Jede Partei kocht ihr eigenes Süppchen, alle denken nur kurzfristig. Auch an sich gute Vorschläge werden in einem Parteien-Hickhack zerredet. Und weil die Ampel sich nur streitet, werden die Menschen immer verunsicherter. Davon profitieren extreme Parteien wie die AfD, die sogar den Klimawandel leugnet. Nicht mal eine Maßnahme wie ein Tempolimit bekommen wir hin, auch wenn das für sich genommen gar nicht mal so viel bringen würde.

Das Klimaproblem ist ein globales. Wir benötigen mehr internationale Zusammenarbeit. Die gibt es jedoch immer weniger. Das alles führt dazu, dass wir uns vom 1,5-Grad-Ziel verabschieden können. Wir müssen schauen, dass wir noch unter der Zwei-Grad-Marke bleiben, im Moment ist die Welt auf einem Kurs, der uns näher an die drei Grad bringt.

Wann erreichen wir den befürchteten „Kipp-Punkt“, an dem es kein Zurück mehr gibt?
Das ist eine sehr vage Frage. Viele reden darüber ohne zu wissen, was sie damit eigentlich meinen. Was ich sagen kann, ist, dass die Erde keinen „Runaway“ Treibhauseffekt erleiden wird, bei der die Erwärmung nicht mehr zu stoppen ist. Tatsache ist aber, dass wir bei weitem noch nicht genug machen.

Ich vergleiche das gern mit einem Autofahrer bei Nebel auf der Autobahn. Wenn man nicht genau weiß, was kommt, hält man ja auch nicht voll drauf, sondern sagt: Ich gehe runter vom Gas. Und genau so ist es auch beim Klima. Leider bleiben wir aber voll auf dem Gaspedal. Auch nach dem Pariser Klimaschutzabkommen von 2015 sind die weltweiten CO2-Emissionen weiter gestiegen.

Frustriert es Sie als Wissenschaftler, dass trotz Ihrer jahrzehntelangen Warnungen bislang so wenig passiert ist?
Ja, das ist sehr frustrierend. Aber ich habe da eine Art Patientenverhältnis aufgebaut. Ich habe eine Diagnose gestellt und habe die Fakten genannt. Was der Patient daraus macht, ist nicht mehr meine alleinige Sache. Ich lasse das nicht nah an mich heran. Zum ersten Mal bin ich 1990 in einer Talkshow zu Gast gewesen und habe auf genau die Dinge hingewiesen, die jetzt eingetreten sind.
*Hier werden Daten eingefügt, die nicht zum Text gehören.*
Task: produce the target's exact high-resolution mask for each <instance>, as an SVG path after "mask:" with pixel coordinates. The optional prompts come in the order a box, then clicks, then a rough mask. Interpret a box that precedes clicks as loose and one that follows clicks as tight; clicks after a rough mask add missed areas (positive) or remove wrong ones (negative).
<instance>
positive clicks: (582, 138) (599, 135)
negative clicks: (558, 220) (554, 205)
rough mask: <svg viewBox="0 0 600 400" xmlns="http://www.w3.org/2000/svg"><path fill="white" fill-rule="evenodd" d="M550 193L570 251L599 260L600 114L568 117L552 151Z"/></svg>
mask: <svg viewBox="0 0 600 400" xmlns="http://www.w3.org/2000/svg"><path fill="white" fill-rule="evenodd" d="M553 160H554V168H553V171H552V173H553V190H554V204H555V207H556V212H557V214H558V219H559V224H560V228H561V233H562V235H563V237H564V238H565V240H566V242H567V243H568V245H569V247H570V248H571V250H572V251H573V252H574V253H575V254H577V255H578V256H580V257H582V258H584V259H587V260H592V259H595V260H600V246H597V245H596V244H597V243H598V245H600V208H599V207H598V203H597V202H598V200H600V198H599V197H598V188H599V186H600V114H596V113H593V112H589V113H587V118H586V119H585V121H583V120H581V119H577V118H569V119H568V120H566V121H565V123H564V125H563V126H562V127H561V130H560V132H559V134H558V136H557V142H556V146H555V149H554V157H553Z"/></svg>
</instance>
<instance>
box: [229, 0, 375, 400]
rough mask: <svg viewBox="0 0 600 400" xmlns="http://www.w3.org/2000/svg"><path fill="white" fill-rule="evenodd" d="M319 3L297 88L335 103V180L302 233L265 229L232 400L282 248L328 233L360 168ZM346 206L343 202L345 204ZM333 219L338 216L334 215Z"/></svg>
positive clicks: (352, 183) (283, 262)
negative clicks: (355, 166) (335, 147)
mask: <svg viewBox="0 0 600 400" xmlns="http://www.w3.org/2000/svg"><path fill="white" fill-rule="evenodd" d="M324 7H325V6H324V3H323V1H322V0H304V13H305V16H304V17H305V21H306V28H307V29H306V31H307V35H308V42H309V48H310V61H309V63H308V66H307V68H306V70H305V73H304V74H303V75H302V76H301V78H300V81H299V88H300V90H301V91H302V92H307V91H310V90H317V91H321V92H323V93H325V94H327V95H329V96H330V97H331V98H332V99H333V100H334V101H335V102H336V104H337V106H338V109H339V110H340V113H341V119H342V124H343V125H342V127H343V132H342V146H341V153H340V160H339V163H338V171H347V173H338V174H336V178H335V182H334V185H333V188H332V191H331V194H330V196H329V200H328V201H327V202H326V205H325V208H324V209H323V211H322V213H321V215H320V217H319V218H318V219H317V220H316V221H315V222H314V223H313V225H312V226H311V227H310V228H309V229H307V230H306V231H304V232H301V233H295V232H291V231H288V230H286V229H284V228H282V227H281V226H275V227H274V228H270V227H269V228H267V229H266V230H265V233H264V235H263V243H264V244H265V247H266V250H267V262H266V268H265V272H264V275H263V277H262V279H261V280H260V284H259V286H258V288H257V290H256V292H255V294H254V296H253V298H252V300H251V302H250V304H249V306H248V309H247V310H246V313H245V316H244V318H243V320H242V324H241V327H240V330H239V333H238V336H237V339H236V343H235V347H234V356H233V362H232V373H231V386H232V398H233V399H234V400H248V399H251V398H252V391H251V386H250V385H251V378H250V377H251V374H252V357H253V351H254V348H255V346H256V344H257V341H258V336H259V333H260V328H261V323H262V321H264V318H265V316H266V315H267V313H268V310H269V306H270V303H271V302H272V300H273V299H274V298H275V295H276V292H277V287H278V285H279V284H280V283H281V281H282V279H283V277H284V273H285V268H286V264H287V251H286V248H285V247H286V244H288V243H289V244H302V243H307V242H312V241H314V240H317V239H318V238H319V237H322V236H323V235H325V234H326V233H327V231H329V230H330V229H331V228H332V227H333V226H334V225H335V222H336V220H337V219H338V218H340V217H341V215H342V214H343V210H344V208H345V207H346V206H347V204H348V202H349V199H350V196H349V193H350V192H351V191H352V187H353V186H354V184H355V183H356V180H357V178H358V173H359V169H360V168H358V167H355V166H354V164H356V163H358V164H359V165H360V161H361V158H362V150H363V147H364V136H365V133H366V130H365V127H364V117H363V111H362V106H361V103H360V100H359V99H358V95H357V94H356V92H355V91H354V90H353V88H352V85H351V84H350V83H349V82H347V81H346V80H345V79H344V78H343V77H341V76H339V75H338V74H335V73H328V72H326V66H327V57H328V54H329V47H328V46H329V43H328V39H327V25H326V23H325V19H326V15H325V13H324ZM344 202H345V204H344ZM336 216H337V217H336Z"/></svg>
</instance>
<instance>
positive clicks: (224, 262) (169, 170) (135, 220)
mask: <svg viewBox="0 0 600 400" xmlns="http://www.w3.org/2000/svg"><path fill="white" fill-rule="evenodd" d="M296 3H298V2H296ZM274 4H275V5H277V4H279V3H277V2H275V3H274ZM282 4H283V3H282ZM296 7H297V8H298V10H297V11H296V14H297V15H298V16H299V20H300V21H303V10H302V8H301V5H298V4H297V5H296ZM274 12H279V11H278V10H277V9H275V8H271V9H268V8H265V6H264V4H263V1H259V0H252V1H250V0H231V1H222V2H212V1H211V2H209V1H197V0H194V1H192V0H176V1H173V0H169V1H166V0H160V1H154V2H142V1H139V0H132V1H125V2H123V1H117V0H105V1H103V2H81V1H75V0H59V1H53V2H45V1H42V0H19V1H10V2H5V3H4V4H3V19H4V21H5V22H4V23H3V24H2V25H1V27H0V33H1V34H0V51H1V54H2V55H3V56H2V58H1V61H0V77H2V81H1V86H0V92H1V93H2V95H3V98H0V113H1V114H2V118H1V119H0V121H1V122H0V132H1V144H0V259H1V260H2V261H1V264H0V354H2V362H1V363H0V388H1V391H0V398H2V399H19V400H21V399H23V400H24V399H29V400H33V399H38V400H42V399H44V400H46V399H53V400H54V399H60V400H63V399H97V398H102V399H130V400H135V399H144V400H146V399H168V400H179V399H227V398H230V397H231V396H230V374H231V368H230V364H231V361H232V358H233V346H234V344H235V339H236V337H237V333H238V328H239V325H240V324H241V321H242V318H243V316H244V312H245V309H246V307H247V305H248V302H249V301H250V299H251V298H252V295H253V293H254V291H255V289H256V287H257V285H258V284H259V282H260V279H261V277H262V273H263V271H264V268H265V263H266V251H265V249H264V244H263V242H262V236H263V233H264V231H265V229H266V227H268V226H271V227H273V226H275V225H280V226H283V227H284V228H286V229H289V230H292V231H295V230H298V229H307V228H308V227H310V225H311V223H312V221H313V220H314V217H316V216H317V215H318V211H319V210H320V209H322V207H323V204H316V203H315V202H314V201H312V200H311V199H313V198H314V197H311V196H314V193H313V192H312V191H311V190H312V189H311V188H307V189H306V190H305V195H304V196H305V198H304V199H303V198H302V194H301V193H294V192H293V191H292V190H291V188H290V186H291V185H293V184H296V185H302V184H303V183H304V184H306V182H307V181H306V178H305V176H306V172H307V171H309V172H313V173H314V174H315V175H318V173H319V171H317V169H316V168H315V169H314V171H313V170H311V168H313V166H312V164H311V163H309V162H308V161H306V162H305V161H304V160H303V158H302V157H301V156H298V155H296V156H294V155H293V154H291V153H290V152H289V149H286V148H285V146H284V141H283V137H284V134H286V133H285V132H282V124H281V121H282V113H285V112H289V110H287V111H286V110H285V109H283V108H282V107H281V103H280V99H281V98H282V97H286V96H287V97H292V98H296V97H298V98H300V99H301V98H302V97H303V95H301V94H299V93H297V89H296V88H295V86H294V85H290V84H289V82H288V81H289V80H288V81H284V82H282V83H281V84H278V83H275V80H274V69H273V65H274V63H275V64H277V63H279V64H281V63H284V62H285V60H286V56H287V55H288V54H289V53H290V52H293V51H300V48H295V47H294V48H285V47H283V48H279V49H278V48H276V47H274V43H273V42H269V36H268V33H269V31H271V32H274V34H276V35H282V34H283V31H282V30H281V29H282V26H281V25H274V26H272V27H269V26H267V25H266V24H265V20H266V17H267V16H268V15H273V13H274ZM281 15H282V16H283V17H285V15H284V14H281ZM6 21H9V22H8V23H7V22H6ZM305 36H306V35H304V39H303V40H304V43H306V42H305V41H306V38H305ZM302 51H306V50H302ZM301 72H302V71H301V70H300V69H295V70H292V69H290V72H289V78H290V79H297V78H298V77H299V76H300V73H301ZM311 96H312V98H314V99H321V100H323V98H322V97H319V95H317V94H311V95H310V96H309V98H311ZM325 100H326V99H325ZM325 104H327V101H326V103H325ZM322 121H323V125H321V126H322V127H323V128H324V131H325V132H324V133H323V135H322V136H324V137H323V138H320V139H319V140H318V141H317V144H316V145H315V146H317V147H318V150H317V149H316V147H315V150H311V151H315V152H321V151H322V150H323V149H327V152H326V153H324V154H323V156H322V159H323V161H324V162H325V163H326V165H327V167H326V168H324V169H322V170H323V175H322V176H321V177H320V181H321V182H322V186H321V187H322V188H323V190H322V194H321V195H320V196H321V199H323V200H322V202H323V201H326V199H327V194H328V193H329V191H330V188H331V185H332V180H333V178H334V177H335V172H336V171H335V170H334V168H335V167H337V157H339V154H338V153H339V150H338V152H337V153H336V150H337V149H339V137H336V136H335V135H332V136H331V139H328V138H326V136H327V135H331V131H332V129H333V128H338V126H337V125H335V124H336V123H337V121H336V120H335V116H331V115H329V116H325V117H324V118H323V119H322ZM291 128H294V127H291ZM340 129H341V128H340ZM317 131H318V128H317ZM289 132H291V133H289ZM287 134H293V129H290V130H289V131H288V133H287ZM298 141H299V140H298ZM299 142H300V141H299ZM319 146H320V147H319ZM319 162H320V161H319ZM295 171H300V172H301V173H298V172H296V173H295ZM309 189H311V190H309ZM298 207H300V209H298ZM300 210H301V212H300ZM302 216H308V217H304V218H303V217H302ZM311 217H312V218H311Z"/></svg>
Wo steht Deutschland im internationalen Vergleich in Sachen Klimaschutz?
Deutschland zählt zu den Guten, auch wenn wir eine historische Verantwortung haben, weil wir schon sehr lange Treibhausgase ausstoßen. Immerhin haben wir gegenüber 1990 unsere Emissionen um über 40 Prozent gesenkt, während sie global um ungefähr 60 Prozent gestiegen ist.
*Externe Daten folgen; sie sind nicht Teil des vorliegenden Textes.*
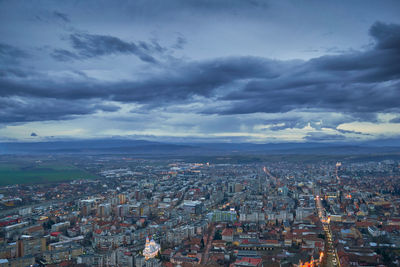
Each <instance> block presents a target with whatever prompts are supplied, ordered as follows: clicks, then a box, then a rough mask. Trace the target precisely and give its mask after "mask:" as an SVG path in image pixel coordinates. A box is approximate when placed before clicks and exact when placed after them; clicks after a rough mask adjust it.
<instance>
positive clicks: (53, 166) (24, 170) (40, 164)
mask: <svg viewBox="0 0 400 267" xmlns="http://www.w3.org/2000/svg"><path fill="white" fill-rule="evenodd" d="M96 177H97V176H96V175H95V174H91V173H89V172H87V171H85V170H82V169H79V168H78V167H75V166H73V165H68V164H63V163H57V162H51V163H36V162H16V163H0V186H4V185H11V184H29V183H51V182H60V181H67V180H74V179H83V178H85V179H91V178H96Z"/></svg>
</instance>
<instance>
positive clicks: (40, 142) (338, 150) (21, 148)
mask: <svg viewBox="0 0 400 267" xmlns="http://www.w3.org/2000/svg"><path fill="white" fill-rule="evenodd" d="M393 143H395V142H393ZM380 144H381V145H380ZM390 144H391V142H389V141H387V142H384V141H383V142H381V143H379V142H377V141H374V142H371V143H357V144H349V143H310V142H308V143H307V142H306V143H269V144H254V143H162V142H153V141H146V140H128V139H95V140H65V141H49V142H3V143H0V154H60V153H63V154H141V155H223V154H236V153H242V154H323V155H344V154H347V155H351V154H379V153H396V154H397V153H400V146H399V145H398V144H397V143H395V144H394V145H390Z"/></svg>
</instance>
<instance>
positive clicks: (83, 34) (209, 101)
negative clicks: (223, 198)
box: [0, 0, 400, 143]
mask: <svg viewBox="0 0 400 267" xmlns="http://www.w3.org/2000/svg"><path fill="white" fill-rule="evenodd" d="M366 2H367V3H366ZM399 10H400V3H399V2H397V1H385V2H382V1H351V2H349V1H338V2H335V3H329V2H319V1H307V3H305V2H304V1H279V2H278V1H257V0H254V1H178V0H176V1H135V2H131V1H121V2H119V4H118V5H116V4H115V3H114V2H109V1H85V2H57V3H55V2H51V1H40V2H36V1H32V2H14V1H1V2H0V34H1V35H2V40H1V42H0V67H1V68H0V88H1V90H0V92H1V95H0V106H1V107H2V108H1V110H0V141H3V142H4V141H46V140H52V139H63V138H84V139H91V138H109V137H129V138H135V139H152V140H159V141H213V142H214V141H221V142H260V143H268V142H352V141H368V140H378V139H391V138H393V139H399V138H400V114H399V113H400V112H399V104H398V99H399V98H400V90H399V84H400V83H399V82H400V63H399V62H400V17H399V16H398V12H399Z"/></svg>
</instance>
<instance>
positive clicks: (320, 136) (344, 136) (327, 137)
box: [304, 132, 346, 142]
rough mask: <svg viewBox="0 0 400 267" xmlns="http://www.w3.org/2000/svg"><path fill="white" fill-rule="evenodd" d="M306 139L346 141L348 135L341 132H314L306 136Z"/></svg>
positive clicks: (316, 140)
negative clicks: (324, 132)
mask: <svg viewBox="0 0 400 267" xmlns="http://www.w3.org/2000/svg"><path fill="white" fill-rule="evenodd" d="M304 139H305V141H308V142H326V141H328V142H331V141H344V140H346V136H344V135H341V134H326V133H321V132H312V133H308V134H307V135H306V136H305V138H304Z"/></svg>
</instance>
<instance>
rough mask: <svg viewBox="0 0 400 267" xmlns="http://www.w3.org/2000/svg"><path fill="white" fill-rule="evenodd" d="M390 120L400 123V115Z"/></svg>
mask: <svg viewBox="0 0 400 267" xmlns="http://www.w3.org/2000/svg"><path fill="white" fill-rule="evenodd" d="M389 122H391V123H400V117H396V118H393V119H391V120H390V121H389Z"/></svg>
Dass wir im vergangenen Jahr mehr als 50 Prozent des Stroms aus erneuerbaren Energien gewonnen haben, ist sicherlich sehr gut. Aber Strom ist nur ein Teil des Energiebedarfs. Heizung und Verkehr, wo sich seit 1990 nicht viel getan hat, kommen noch dazu. Wenn man das einrechnet, decken wir unseren Energiebedarf nur zu 20 Prozent aus erneuerbaren Energien ab.